Quindi non possiamo ancora dire che il Cagliari avrà una casa nella prossima stagione…
“Non lo so. Il Cagliari non ha una casa. L’avevamo fatta a Quartu, bella e in fretta, ed è stata smontata. Adesso smonteremo il Sant’Elia cercando di farlo meglio di com’era prima, metterlo più in sicurezza di com’era prima però è sempre un qualcosa di temporaneo e di, diciamo, non definitivo. È un problema che purtroppo hanno tutte le squadre di calcio, io più di altre, e non c’è la volontà nazionale di risolvere questo problema. Vedo molta trascuratezza. Siamo in crisi, le cose non vanno bene e la gente si piange addosso però tutto sta continuando a crollare. È difficile reagire ad un momento così dove tutti trovano le scuse per non far niente. E questa è la cosa più triste: tutti trovano le scuse per non fare niente”.
Lei ha mantenuto o abbandonato l’idea di fare uno stadio completamente suo?
“Intanto è sbagliato dire ‘stadio mio’. Io sono Presidente di una società di calcio e sono le società di calcio a dovere fare gli stadi.
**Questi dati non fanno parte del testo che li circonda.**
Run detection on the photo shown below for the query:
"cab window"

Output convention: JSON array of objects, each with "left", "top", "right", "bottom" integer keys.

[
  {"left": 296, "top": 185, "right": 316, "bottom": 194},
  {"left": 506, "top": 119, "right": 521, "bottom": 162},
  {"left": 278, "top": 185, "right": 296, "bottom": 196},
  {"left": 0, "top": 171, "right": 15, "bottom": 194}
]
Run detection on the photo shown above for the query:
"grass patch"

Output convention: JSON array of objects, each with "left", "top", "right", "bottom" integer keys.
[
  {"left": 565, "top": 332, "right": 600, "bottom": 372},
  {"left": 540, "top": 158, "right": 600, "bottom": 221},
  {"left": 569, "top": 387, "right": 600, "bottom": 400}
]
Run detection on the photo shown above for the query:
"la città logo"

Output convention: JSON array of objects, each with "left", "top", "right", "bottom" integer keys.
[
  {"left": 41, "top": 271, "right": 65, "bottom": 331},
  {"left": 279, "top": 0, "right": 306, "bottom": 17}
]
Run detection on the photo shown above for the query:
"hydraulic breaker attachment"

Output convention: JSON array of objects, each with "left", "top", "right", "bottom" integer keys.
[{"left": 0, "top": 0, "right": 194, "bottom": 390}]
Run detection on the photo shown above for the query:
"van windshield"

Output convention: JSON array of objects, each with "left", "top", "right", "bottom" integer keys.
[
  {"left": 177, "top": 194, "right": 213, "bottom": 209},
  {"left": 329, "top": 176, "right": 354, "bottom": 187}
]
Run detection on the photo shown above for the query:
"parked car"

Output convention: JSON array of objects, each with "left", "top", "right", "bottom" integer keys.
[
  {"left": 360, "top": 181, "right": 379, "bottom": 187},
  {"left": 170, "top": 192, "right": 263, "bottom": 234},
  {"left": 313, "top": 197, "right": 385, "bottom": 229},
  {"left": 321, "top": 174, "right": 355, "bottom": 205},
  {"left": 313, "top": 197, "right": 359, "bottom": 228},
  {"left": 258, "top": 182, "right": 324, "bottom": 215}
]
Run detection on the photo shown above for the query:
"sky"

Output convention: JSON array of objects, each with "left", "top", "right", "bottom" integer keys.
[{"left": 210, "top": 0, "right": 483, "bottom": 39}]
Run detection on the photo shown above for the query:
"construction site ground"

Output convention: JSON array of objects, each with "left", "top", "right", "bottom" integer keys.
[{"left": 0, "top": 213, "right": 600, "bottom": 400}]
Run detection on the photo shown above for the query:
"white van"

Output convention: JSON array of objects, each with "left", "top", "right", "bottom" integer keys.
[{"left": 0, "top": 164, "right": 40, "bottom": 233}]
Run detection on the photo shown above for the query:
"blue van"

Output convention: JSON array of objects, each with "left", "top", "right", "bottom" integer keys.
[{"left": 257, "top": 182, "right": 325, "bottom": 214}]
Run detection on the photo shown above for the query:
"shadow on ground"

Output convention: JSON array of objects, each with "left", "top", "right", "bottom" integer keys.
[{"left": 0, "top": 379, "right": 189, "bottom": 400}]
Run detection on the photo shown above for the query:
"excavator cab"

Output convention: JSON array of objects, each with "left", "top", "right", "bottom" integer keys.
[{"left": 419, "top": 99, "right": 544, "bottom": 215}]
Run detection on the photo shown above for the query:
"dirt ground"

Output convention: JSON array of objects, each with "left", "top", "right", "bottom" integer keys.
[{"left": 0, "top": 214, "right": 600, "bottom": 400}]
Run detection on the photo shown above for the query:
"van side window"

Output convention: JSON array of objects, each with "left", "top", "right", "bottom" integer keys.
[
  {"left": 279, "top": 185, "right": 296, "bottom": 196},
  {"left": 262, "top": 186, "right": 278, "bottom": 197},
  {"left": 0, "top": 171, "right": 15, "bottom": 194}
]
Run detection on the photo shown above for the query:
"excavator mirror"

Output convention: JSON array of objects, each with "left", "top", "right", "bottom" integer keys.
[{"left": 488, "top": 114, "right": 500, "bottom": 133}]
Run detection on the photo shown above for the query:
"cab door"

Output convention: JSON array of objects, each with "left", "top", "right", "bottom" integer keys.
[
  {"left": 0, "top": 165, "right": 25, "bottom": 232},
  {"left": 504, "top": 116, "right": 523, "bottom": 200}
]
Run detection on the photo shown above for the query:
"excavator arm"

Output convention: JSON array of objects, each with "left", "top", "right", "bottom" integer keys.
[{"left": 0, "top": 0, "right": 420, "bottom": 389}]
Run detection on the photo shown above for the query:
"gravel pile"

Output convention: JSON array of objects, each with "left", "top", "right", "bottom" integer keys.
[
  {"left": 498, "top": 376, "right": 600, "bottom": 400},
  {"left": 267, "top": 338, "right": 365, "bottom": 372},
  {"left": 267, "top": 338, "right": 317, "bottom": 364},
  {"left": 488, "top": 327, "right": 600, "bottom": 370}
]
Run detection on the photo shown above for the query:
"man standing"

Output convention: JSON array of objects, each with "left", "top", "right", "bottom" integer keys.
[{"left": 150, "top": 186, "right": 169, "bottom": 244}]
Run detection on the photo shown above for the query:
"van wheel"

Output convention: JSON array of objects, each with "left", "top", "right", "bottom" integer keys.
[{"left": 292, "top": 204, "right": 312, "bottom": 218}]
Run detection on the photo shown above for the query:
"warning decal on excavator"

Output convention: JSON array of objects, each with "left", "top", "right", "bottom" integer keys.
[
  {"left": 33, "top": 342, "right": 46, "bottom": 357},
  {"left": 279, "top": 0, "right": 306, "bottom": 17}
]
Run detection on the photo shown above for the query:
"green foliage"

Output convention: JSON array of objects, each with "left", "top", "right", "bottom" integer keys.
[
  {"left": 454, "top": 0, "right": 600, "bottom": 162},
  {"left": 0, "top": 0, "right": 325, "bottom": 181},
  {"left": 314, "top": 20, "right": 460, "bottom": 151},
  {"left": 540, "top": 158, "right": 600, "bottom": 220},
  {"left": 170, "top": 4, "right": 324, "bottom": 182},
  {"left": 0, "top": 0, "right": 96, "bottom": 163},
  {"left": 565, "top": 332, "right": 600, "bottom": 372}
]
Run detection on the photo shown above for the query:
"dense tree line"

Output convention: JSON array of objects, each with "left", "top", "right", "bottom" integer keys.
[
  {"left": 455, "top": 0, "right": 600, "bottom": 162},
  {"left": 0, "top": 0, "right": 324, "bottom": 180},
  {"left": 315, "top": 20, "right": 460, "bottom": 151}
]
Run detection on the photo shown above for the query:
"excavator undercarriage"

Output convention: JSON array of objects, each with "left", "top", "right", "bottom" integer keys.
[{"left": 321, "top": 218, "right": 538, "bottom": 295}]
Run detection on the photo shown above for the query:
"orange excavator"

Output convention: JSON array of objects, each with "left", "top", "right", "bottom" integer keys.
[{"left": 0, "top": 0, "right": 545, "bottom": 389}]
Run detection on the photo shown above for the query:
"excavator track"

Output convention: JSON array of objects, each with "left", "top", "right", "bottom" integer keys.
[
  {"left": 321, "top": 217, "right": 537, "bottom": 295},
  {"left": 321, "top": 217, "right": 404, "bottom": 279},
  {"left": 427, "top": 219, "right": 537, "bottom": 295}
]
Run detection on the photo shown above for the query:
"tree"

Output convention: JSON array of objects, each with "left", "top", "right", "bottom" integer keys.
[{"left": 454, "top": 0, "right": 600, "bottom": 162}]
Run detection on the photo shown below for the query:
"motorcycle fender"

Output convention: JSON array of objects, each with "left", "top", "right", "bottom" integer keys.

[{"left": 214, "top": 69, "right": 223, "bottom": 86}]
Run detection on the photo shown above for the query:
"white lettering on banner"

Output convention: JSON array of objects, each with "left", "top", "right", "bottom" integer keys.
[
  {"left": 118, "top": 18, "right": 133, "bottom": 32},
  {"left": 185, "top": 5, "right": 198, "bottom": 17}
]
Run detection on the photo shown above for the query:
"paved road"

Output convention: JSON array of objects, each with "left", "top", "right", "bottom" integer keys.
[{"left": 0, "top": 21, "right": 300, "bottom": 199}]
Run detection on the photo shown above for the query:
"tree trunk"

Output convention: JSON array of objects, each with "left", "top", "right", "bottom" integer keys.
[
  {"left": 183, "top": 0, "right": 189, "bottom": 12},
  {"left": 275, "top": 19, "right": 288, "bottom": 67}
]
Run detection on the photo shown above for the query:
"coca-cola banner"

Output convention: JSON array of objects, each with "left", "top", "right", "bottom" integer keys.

Gli enti pubblici non hanno le finanze per poterlo fare perciò è dovere delle società di calcio farli. È questo che non si vuol capire. Molti miei colleghi non si organizzano, non programmano il futuro e sono cose complesse ed abbastanza lunghe nel tempo, specialmente in Italia. Ed allora è indispensabile: se non c’è uno stadio dove giochi? Il Comune non lo può fare, noi ci siamo messi a farlo e purtroppo, in Italia non c’è il concetto dello stadio privato perché gli stadi sono storicamente del Comune e degli Enti Pubblici, ma loro non hanno i soldi per farlo però, né li fanno loro né li lasciano fare ai privati. È una situazione veramente drammatica. Tra l’altro non riguarda solo il calcio in Italia: ho visto che l’Italia sta passando un momento di paralisi burocratica devastante. La classe politica è veramente in caduta libera e la burocrazia sta prendendo il sopravvento su tutto. La burocrazia vuol dire che nessuno è responsabile, nessuno ha fatto niente e nessuno ne risponde. E questa è una situazione di grosso imbarazzo del Paese purtroppo”.
Ha mai pensato di lasciare il Cagliari?
“Come no! Sì, ma sono ostaggio del Cagliari e non posso lasciarlo. Sono nato a Cagliari, è la mia squadra e non so dove fuggire. Non saprei dove andare. Dicono ‘torna a Miami’, ma io a Miami ci vado: io son nato in Sardegna, a Cagliari. Fuggire da se stessi è impossibile, ma vivo quotidianamente la speranza di vedere un raggio di sole, uno spiraglio di luce che non riesco ancora a vedere”.
Si dice che passerà la Presidenza a sua figlia
“No, non voglio così male a mia figlia. Voglio bene ai miei”.